Kuzushiji-Recognition
Kuzushiji Recognition project hosted by Kaggle.
Kuzushiji is an ancient historical text that is almost going into extinct where only less than 0.1% of the Japanese natives can read it fluently. Hence, with the help of machine learning & deep learning, the aim and goal for this project is to build and train a model that'll detect and classify the Kuzushiji texts into modern Japanese characters as accurate as possible.
To learn more about Kuzushiji Recognition please refer to the link below : https://www.kaggle.com/c/kuzushiji-recognition
Overview
This project is divided into 3 stages. Detection, Classification, Pseudolabelling
The visualization of the final result of this model for a random test image as shown beow:
The final F1 score for the overall model is 0.89 or roughly 89%. Accuray can be improved by training with deeper network.
Detection
- Kuzushiji characters are detected with a Faster-RCNN model by using
resnet50
as backbone trained with torchvision. Only single class is used so it doesn't predict the character class. - Trains moderately fast and accurate which gives a F1 score around ~0.95 on validation.
- Original page height was around 1500 px, model is trained on 512x384 cropped images and full pages were used for inference
- Albumentations library was used for augmentations. Augmentations used were LongestMaxSize, RandomSizedCrop, HueSaturationValue, RandomBrightnessContrast, RandomGamma
Classification
- Kuzushijii characters classification is trained on a network which use
resnet50
as base from scratch. - Takes input from a 512x768 cropped image which contains multiple characters and bounding boxes predicted from the detection model.

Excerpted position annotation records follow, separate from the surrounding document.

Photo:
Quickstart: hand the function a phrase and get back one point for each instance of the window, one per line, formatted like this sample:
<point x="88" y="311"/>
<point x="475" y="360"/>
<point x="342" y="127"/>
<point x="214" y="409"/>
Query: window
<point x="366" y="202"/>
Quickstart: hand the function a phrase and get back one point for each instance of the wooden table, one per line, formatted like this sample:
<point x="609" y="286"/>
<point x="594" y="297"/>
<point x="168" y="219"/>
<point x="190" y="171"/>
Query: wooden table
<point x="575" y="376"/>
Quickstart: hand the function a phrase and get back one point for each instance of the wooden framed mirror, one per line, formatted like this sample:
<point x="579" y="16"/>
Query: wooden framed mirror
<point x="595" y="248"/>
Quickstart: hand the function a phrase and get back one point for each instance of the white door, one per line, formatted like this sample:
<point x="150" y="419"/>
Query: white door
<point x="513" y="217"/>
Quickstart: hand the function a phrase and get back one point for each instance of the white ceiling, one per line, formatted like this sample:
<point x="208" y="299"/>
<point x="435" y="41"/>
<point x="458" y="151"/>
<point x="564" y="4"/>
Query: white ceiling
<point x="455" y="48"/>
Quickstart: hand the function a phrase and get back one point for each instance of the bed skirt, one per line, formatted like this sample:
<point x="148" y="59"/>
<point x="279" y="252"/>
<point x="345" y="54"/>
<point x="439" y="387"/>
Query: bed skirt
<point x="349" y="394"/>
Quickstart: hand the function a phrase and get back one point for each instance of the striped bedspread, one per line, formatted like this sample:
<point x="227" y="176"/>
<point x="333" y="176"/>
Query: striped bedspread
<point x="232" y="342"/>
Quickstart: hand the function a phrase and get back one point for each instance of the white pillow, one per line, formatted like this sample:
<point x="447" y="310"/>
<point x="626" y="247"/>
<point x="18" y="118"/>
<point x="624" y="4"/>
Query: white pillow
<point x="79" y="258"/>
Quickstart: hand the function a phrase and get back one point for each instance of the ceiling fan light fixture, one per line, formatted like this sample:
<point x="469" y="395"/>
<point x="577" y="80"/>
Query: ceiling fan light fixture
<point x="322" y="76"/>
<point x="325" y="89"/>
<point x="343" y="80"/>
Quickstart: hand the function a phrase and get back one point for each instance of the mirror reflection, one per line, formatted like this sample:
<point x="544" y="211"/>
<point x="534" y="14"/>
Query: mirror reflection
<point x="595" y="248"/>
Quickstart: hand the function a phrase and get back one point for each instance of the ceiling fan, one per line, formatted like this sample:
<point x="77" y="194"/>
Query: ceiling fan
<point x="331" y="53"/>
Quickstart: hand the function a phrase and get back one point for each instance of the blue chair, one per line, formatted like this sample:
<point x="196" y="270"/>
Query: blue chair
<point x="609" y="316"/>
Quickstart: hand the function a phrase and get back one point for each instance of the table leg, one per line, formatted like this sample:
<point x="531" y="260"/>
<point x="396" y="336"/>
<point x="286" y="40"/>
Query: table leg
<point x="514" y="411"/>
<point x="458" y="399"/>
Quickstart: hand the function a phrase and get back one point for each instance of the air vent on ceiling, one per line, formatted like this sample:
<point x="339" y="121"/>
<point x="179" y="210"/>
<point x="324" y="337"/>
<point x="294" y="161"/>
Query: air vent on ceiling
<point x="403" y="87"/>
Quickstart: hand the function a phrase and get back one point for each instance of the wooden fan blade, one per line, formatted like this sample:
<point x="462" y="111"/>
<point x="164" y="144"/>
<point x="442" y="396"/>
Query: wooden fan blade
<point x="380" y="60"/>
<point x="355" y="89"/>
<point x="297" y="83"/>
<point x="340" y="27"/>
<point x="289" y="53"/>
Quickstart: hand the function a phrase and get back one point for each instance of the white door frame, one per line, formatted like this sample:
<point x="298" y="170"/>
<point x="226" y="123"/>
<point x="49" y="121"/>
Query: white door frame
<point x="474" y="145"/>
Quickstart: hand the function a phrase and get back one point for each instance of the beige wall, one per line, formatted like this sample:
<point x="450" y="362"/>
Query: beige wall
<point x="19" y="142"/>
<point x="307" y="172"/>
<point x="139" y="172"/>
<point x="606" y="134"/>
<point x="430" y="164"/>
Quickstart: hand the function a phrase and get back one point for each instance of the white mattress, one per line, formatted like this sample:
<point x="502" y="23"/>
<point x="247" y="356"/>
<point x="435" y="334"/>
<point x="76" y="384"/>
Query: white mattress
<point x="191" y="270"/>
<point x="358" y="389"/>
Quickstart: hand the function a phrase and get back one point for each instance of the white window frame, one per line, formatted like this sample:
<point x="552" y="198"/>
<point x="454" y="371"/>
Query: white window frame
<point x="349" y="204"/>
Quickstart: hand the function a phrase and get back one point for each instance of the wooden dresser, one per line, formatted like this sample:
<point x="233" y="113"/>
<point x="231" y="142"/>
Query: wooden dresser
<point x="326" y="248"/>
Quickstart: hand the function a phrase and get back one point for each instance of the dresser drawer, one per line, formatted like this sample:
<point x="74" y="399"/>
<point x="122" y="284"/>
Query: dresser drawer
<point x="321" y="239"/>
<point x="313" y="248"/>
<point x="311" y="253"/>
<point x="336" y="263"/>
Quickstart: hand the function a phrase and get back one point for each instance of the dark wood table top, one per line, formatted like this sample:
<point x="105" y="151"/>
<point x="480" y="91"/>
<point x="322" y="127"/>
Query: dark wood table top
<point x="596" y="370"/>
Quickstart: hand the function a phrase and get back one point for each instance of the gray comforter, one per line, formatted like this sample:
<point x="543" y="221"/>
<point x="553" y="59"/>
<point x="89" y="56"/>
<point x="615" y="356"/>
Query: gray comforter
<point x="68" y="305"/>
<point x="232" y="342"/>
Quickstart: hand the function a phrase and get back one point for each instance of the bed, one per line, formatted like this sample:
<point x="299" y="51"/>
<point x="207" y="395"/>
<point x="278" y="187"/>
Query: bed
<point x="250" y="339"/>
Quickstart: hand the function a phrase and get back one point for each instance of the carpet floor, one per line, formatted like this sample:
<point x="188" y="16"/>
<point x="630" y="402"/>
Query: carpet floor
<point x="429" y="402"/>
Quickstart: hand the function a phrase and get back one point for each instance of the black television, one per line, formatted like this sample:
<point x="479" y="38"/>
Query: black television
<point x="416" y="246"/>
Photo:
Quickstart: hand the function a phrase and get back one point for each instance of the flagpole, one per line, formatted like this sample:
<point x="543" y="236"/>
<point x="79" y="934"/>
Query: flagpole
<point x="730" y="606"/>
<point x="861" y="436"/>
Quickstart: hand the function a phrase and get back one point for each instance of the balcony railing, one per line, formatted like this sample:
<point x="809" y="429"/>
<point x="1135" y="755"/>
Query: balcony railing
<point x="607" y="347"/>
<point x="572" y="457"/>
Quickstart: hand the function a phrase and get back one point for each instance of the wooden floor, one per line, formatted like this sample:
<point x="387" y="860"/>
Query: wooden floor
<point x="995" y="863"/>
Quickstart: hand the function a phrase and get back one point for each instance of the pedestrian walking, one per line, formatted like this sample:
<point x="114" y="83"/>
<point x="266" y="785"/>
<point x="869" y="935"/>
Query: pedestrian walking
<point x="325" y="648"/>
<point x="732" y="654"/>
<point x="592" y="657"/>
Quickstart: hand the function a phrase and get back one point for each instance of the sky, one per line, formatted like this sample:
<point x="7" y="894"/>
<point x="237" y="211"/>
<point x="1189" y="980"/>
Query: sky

- Bounding boxes are frozen,
layer4
is discarded, features are extracted for bounding box withroi_align
fromlayer2
&layer3
and concatenated together, and passed into a classification head with 2 fully connected layer. - Mixed precision training was used to speed up the training process by freezing the first convolution and whole layer1.
- Albumentations library was used for augmentations. Augmentations used were LongestMaxSize, RandomSizedCrop, HueSaturationValue, RandomBrightnessContrast, RandomGamma
- Test Time Augmentation (TTA) technique was used. 4 different scales was used.
Pseudolabelling
- A semi-supervised technique was used to boost the accuracy of the model.

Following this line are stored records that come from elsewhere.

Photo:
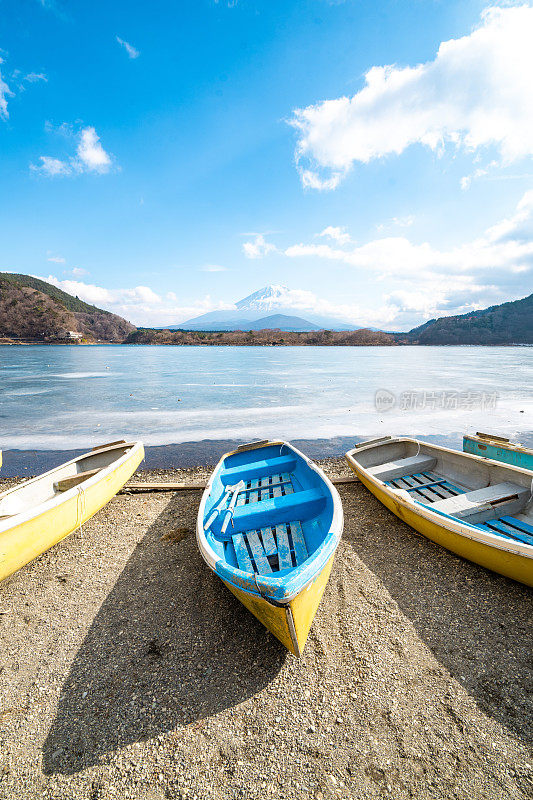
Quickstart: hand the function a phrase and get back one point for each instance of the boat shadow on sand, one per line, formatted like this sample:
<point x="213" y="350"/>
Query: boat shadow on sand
<point x="169" y="646"/>
<point x="476" y="623"/>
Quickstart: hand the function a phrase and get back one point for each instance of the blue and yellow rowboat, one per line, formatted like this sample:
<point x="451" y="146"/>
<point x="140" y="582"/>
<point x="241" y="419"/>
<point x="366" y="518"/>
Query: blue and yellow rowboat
<point x="268" y="525"/>
<point x="480" y="509"/>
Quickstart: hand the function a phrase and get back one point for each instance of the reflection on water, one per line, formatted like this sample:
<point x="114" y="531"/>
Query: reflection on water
<point x="62" y="397"/>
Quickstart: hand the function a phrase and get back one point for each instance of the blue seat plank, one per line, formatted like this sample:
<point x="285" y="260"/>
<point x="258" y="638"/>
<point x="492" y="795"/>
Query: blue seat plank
<point x="241" y="551"/>
<point x="518" y="523"/>
<point x="485" y="527"/>
<point x="300" y="547"/>
<point x="298" y="505"/>
<point x="284" y="550"/>
<point x="269" y="542"/>
<point x="259" y="469"/>
<point x="258" y="553"/>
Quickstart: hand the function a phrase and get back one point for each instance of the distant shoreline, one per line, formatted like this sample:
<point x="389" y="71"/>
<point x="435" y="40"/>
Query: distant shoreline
<point x="204" y="453"/>
<point x="263" y="344"/>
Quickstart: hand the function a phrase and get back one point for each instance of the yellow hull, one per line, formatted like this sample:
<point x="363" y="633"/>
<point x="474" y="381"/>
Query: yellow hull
<point x="26" y="541"/>
<point x="289" y="623"/>
<point x="511" y="565"/>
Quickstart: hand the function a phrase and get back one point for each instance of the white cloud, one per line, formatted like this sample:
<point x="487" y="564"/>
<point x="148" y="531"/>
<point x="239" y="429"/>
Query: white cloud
<point x="421" y="281"/>
<point x="476" y="94"/>
<point x="90" y="156"/>
<point x="258" y="247"/>
<point x="338" y="234"/>
<point x="129" y="48"/>
<point x="51" y="167"/>
<point x="396" y="222"/>
<point x="35" y="77"/>
<point x="91" y="153"/>
<point x="5" y="92"/>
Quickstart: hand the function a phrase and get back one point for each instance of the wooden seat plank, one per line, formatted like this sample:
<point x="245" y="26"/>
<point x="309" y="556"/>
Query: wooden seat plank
<point x="241" y="551"/>
<point x="258" y="553"/>
<point x="402" y="467"/>
<point x="300" y="547"/>
<point x="284" y="550"/>
<point x="269" y="543"/>
<point x="64" y="484"/>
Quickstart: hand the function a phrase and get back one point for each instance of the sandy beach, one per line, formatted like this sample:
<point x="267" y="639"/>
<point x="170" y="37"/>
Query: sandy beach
<point x="128" y="670"/>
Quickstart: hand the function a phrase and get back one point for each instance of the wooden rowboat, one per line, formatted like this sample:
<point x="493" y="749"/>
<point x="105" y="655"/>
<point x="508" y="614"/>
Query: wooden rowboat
<point x="477" y="508"/>
<point x="487" y="445"/>
<point x="37" y="514"/>
<point x="268" y="525"/>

- Confident classification predictions of the model on test data with accuracy more than 95% on local validation were taken and add back to the training dataset and retrain.
- This will allow the model to adapt and generalize better on different paper style, different handwritting styles.
- Classification model is fine-tuned for 5 epcohs with starting learning rate 10 times smaller than the inital learning rate.
- A result csv file is created after the fine-tuning.
Visualization
Different styles of pages as demo:
Requirements
All the codes are written in Python 3.6.
Install the requirements pacakages:
pip install -r requirements.txt
python setup.py develop
Install libjpeg-turbo for your OS as documented at https://github.com/ajkxyz/jpeg4py
Install apex as documented at https://github.com/NVIDIA/apex (python-only is already good enough)
All the models are written in Pytorch while the detection models in frcnn
folder are based on torchvision. Albumentations is for augmentation purposes and Apex is used for mixed precision training.
Run
For detection stage:
cd sh
./runner.sh
For classification stage:
cd sh
./classify.sh
For pseudolabelling stage:
cd sh
./pseudo.sh
Hardware
All the models are trained on GCP with one Nvidia V100 GPU. Due to the credit limits, all the backbones are trained with resnet50
only as training larger and deeper networks required huge amount of resources which I don't have.